Il y a maintenant Erlend Loe, un norvégien né en 1969, également dialoguiste et scénariste. Doppler reprend le thème archi classique du retour à la nature pour en faire une fable caustique à la limite du fantastique, sur les rapports entre humains.

Voici le point de départ : Andréas Doppler, un cadre dynamique dans la quarantaine pète un câble lorsque qu'il fait une chute à vélo dans la forêt. Il faut dire que depuis un certain temps, il a plein de problèmes : son père vient de mourir, sa fille passe ses journées au cinéma pour revoir une quarantième fois Le Seigneur des anneaux et son fils passe ses journées à regarder des dessins animés débiles.

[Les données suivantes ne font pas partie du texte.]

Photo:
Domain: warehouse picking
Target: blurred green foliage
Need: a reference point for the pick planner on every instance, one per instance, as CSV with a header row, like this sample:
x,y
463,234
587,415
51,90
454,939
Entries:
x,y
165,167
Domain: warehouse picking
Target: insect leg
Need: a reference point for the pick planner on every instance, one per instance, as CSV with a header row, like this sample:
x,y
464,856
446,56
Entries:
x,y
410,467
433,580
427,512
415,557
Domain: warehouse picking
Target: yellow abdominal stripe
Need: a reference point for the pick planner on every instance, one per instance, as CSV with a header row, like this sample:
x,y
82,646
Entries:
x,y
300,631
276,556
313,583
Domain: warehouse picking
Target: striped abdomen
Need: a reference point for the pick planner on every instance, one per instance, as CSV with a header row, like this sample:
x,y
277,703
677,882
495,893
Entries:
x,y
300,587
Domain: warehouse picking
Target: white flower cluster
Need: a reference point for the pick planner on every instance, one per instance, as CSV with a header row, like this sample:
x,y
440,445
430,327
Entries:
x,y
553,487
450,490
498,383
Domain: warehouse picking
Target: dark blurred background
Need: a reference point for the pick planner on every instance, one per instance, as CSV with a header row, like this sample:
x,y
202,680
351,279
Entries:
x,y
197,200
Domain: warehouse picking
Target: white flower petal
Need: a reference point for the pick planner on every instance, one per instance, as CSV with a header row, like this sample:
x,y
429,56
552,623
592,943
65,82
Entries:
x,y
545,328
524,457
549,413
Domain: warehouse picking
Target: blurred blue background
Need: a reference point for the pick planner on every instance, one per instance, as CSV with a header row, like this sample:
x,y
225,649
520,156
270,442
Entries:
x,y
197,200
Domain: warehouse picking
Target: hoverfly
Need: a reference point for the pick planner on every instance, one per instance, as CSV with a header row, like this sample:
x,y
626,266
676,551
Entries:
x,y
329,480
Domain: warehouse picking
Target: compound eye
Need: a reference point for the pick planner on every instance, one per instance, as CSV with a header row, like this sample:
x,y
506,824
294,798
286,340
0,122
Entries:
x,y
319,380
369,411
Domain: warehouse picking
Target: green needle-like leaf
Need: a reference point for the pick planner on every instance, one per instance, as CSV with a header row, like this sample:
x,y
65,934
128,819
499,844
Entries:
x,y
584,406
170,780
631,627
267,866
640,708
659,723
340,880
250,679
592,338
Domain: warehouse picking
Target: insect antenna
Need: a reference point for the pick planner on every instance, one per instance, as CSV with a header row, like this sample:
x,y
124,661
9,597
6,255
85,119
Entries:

Ayant reçu un coup sur la tête qui lui fait voir ce qu'est la vraie vie, il décide de quitter femme et enfants pour devenir chasseur-cueilleur dans la forêt ! Il s'installe donc dans une tête et décide de vivre par ses propres moyens.

Mais la vie en pleine nature n'est pas toujours facile ! Il va devoir chasser un élan pour pouvoir manger et le pauvre petit élan orphelin va devenir le compagnon inséparable de Doppler ! Le dénommé Bongo va donc devenir son animal de compagnie. Puis au fil des jours, des personnages complètement détraqués vont venir le rejoindre : il y a Düsseldorf, un solitaire dans son chalet qui passe sa vie à reconstruire en modèle réduit la bataille où son père a été tué, il y a un "mec de droite" qui renoue avec les origines et qui veut organiser une fête de fraternisation entre les religions !!!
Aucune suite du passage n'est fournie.